Female mice in the laboratory normally exhibit what one might consider classic motherly behaviors—mating with male mice and nurturing their young. But female mice with a genetic trait making them unable to sense the hormone estrogen lose their interest in sex and spend less time caring for their offspring.
Fortified by testosterone, male mice in the laboratory display behaviors tending toward the aggressive. They will fight with each other, try to mount female mice and mark their territory with urine. Deprived of testosterone, however, castrated male mice no longer behave so aggressively.
Scientists have long suspected that sex hormones ultimately influence gene expression in the brain-. About six years ago, Shah and his colleagues set out to find such genes by using DNA microarrays, a routine laboratory assay, to analyze sex differences in gene expression in the hypothalamus, a region of the brain known to be involved with hormone sensing.
They found 16 genes that were expressed differently between males and females in the hypothalamus and showed that such differences were regulated by sex hormones. But in identifying these 16 genes, Shah and his colleagues also discovered they could tease apart classic, male and female hormone-driven behaviors into individual elements—each governed by its own genes.
The situation is analogous to the way a house draws its power from the grid. A sex hormone is similar to the main breaker that connects the house to the utility pole and regulates electricity to the entire house.
Individual genes influenced by sex hormones are like the light switches in each room, making it possible to turn the lights on in the kitchen while leaving the bedroom dark.

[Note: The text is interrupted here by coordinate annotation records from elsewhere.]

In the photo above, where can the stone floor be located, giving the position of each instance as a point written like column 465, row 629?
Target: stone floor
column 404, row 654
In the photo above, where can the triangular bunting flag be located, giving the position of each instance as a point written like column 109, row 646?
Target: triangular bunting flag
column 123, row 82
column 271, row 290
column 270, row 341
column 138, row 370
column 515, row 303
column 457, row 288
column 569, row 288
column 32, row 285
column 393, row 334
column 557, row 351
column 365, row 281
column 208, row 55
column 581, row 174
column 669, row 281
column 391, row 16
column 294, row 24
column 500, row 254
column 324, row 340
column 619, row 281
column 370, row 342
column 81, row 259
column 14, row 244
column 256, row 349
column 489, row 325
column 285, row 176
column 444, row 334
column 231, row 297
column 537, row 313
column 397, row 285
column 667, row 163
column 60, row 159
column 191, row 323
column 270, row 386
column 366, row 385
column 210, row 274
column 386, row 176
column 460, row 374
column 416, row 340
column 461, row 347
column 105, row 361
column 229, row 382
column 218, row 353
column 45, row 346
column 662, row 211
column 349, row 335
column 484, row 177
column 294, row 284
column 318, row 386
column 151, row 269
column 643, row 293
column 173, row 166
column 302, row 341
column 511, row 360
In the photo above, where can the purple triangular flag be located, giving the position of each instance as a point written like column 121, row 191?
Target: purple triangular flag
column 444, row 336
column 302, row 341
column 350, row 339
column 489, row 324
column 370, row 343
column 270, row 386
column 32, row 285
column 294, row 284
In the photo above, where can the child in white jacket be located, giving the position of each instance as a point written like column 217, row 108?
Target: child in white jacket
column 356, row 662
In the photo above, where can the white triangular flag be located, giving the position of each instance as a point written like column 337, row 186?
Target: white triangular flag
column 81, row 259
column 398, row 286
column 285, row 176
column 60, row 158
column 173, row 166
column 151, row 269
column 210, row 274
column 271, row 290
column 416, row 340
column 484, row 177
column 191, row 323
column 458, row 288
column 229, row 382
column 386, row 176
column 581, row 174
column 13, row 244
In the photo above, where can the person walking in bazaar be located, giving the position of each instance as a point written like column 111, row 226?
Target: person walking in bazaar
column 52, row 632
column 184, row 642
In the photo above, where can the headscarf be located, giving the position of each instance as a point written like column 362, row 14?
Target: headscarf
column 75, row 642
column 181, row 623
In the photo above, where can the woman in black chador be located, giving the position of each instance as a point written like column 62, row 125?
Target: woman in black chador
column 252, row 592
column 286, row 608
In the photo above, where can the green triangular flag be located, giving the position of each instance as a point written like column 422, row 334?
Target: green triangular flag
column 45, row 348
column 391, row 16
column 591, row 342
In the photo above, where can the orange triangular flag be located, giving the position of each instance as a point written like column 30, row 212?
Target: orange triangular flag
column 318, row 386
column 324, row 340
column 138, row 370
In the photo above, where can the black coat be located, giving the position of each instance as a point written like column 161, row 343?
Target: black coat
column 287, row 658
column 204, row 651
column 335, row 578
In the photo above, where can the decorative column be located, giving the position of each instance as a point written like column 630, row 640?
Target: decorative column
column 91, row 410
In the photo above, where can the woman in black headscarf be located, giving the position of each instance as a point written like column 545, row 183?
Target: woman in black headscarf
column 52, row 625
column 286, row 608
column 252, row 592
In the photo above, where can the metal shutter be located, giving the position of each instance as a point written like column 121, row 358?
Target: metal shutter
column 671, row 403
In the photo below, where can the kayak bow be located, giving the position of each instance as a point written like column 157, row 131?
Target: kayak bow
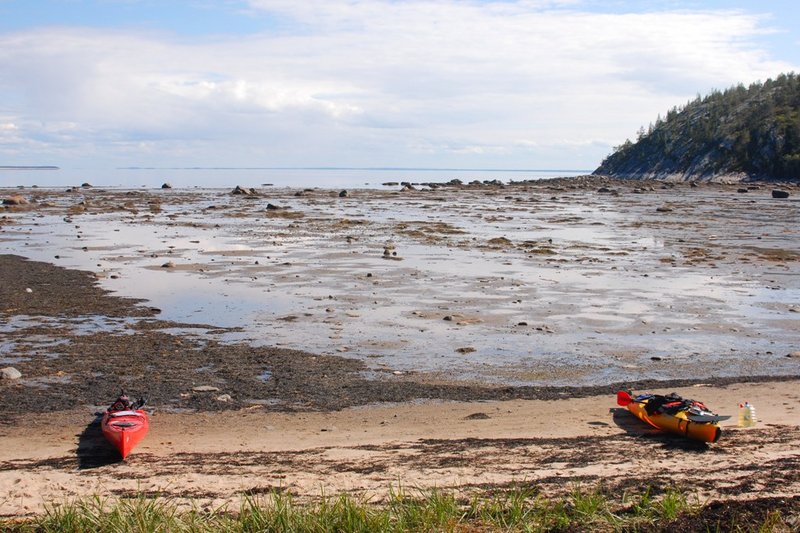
column 123, row 426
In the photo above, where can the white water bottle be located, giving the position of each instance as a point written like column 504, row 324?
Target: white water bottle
column 747, row 415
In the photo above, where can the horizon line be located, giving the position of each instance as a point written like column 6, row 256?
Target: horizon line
column 450, row 169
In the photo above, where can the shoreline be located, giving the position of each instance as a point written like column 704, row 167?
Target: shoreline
column 215, row 459
column 232, row 419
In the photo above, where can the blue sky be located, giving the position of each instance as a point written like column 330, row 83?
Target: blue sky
column 372, row 83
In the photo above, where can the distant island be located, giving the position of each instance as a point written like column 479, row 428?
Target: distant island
column 742, row 133
column 42, row 167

Sex and Behavior—More than the Sum of Parts?
Much like a main electrical box with many breaker switches, male and female behaviors are actually made up of many behaviors, like sex drive or an inclination to fight. Shah and his colleagues demonstrated this by manipulating the genes separately, sometimes with drugs, to turn them off.
Specifically, they showed that they could selectively knock out some male behaviors so that males continued to fight and mark territory normally but altered their mating routine with females. Likewise they could modulate female mouse behaviors to make them maintain active interest in sex but spend less time caring for their young, or vice versa.

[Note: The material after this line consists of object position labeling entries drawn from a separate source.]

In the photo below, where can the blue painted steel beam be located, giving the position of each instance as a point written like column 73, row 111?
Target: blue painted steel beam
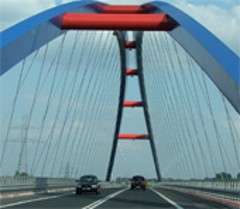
column 220, row 63
column 217, row 60
column 22, row 39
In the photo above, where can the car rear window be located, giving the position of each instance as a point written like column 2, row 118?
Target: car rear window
column 138, row 178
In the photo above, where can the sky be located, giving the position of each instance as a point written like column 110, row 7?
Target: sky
column 216, row 15
column 221, row 17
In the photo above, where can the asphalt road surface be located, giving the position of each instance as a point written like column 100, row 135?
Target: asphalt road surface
column 112, row 198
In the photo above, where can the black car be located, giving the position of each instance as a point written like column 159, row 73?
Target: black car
column 88, row 183
column 138, row 182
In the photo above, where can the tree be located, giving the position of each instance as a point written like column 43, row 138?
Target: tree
column 238, row 176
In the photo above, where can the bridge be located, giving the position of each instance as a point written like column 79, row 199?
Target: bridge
column 116, row 91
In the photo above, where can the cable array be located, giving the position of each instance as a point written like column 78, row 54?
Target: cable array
column 191, row 131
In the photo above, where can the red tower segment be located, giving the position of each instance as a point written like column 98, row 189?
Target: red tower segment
column 132, row 104
column 153, row 22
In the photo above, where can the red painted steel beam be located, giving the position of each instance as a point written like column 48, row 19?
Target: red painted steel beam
column 131, row 72
column 160, row 22
column 130, row 44
column 132, row 104
column 133, row 136
column 121, row 9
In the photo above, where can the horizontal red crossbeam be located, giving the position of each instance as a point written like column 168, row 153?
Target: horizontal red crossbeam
column 132, row 104
column 121, row 9
column 130, row 44
column 131, row 72
column 133, row 136
column 77, row 21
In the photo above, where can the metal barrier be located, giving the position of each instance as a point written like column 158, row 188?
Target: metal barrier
column 31, row 185
column 223, row 191
column 23, row 184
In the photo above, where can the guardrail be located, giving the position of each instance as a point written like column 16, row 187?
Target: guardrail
column 31, row 185
column 38, row 184
column 223, row 191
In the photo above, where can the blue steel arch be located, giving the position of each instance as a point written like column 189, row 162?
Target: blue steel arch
column 216, row 59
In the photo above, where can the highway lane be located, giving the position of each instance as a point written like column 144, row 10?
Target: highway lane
column 113, row 198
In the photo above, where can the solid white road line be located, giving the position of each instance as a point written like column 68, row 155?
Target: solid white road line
column 167, row 199
column 101, row 201
column 32, row 200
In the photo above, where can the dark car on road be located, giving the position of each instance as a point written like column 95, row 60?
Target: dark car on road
column 88, row 183
column 138, row 182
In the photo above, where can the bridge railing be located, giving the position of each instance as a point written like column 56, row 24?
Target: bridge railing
column 223, row 191
column 20, row 184
column 31, row 185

“Other components of male and females behaviors appeared unchanged,” Shah said. The implications of this simple observation that a complex human behavior may be composed of numerous genetically controlled elements are both intriguing and daunting, he added. Moreover, it is likely, Shah said, that there are many additional genes that will be discovered to be sex hormone regulated that, in turn, control other components of male or female behaviors.
The article, “Modular genetic control of sexually dimorphic behaviors” by Xiaohong Xu, Jennifer K. Coats, Cindy F. Yang, Amy Wang, Osama M. Ahmed, Maricruz Alvarado, Tetsuro Izumi, and Nirao M. Shah appears in the February 3, 2012 issue of the journal Cell.
All authors are at UCSF except Dr. Tetsuro Izumi, who is affiliated with Gunma University in Maebashi, Japan.
This work was funded by the Edward Mallinckrodt, Jr. Foundation, NARSAD, and the National Institutes of Health. Additional support was provided through a National Science Foundation graduate fellowship, a Sandler postdoctoral fellowship, two Genentech graduate fellowships, and an ARCS foundation award.